Referring to FIG. 4, there is shown a top plan view of the printhead of FIG. 3 showing distances and widths from the edge of the array to the end of the recessed area. The letters refer to the following features: (a) is the size of the portion of heat sink substrate 42 extending under the front of the printhead; (b) is the distance between the beginning of the recess 50 and heater 54; (c) is the width of the heater 54; (d) is the space between heater 54 and sensor 56; (e) is the width of the sensor 56, and (f) is the length of the printhead. In the preferred embodiment, the printhead width (a+b+c+d+e) is approximately 0.1", while f is somewhat longer. If the space available is apportioned equally among a, b, c, d and e, then they will each be about 0.02".
A second embodiment of the invention is shown in FIG. 5. Here, heater 54 and thermistor 56 are formed adjacent to each other and in the same plane to ease tolerances by omitting distances d and e (compared to the FIG. 4 embodiment) so more space is available for distances a, b, and c. Other possible geometries, depending upon system requirements, are to form a long heater layer with a shorter thermistor at one end (FIG. 6), or to form a pair of larger heaters at each end with the smaller sensor positioned midway (FIG. 7).
A control circuit block diagram for the FIGS. 3 to 7 embodiments is shown in FIG. 8. Outputs from temperature sensor 56 are sent to a comparison circuit 60 where the signal is compared to a high or low level temperature reference.
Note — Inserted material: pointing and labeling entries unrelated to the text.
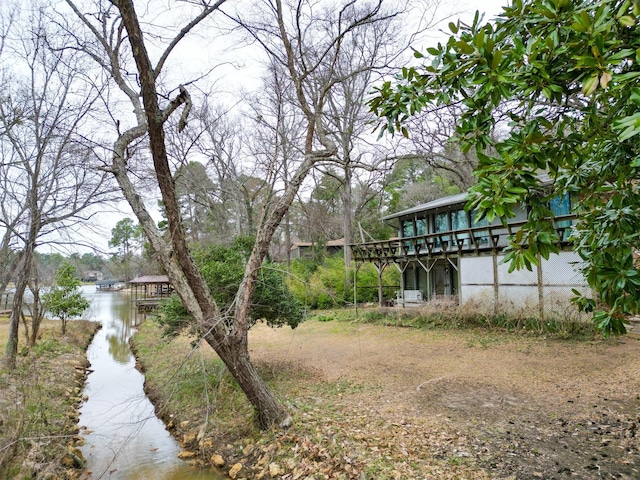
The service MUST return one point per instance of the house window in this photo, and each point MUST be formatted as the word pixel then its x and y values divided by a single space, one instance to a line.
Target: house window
pixel 442 222
pixel 481 237
pixel 561 205
pixel 408 229
pixel 459 220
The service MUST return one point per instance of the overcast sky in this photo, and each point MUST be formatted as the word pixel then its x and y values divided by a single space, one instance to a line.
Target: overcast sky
pixel 244 75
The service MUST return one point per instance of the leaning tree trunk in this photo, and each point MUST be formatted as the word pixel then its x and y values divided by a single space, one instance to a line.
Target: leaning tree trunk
pixel 228 340
pixel 235 355
pixel 21 281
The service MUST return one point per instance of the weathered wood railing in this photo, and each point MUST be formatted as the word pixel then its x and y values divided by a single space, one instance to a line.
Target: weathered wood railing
pixel 465 241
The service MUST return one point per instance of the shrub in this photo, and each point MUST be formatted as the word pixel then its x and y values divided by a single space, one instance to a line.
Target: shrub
pixel 327 285
pixel 223 270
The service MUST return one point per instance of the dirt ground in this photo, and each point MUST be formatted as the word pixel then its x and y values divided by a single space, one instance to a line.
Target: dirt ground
pixel 516 407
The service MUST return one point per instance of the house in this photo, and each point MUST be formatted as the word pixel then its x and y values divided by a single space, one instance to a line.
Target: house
pixel 445 255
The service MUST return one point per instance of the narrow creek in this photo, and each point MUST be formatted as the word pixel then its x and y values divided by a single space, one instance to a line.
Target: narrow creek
pixel 123 437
If the sensed printhead temperature is below the reference value, a signal is sent to power supply 62 turning heater power off. If the temperature sensed is too high, heater power is turned on.
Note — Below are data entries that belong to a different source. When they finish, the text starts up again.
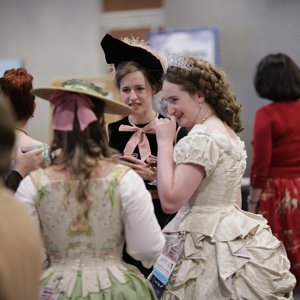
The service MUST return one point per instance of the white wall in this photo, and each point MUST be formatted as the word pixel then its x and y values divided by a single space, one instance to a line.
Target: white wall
pixel 249 29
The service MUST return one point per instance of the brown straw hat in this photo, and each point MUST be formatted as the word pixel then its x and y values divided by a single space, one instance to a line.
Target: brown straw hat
pixel 86 88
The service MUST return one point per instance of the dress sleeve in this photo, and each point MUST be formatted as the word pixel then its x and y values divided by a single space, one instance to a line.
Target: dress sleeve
pixel 262 149
pixel 144 238
pixel 197 148
pixel 26 193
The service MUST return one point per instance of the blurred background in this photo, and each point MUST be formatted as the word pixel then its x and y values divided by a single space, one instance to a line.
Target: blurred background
pixel 60 39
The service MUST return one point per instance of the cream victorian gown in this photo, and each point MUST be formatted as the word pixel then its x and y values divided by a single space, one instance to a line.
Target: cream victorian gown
pixel 228 253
While the invention has been described with reference to the structure disclosed, it is not confined to the specific details set forth. As one example, the heater layer 54 and sensor layer 56 (FIG. 3) rather than being formed in parallel in the same horizontal plane, could be formed one above the other. Also, although a metal heat sink substrate was used in this preferred embodiment, other substrates may be used consistent with the deposition of thick film screened patterns thereon. Further, while a carriage was shown with a single printhead, the invention may be used in other configurations such as page width printers. As a still further example, the recess may be omitted for certain applications with the heater and sensor formed on the surface of the printhead substrate still, however, separated by a dielectric layer.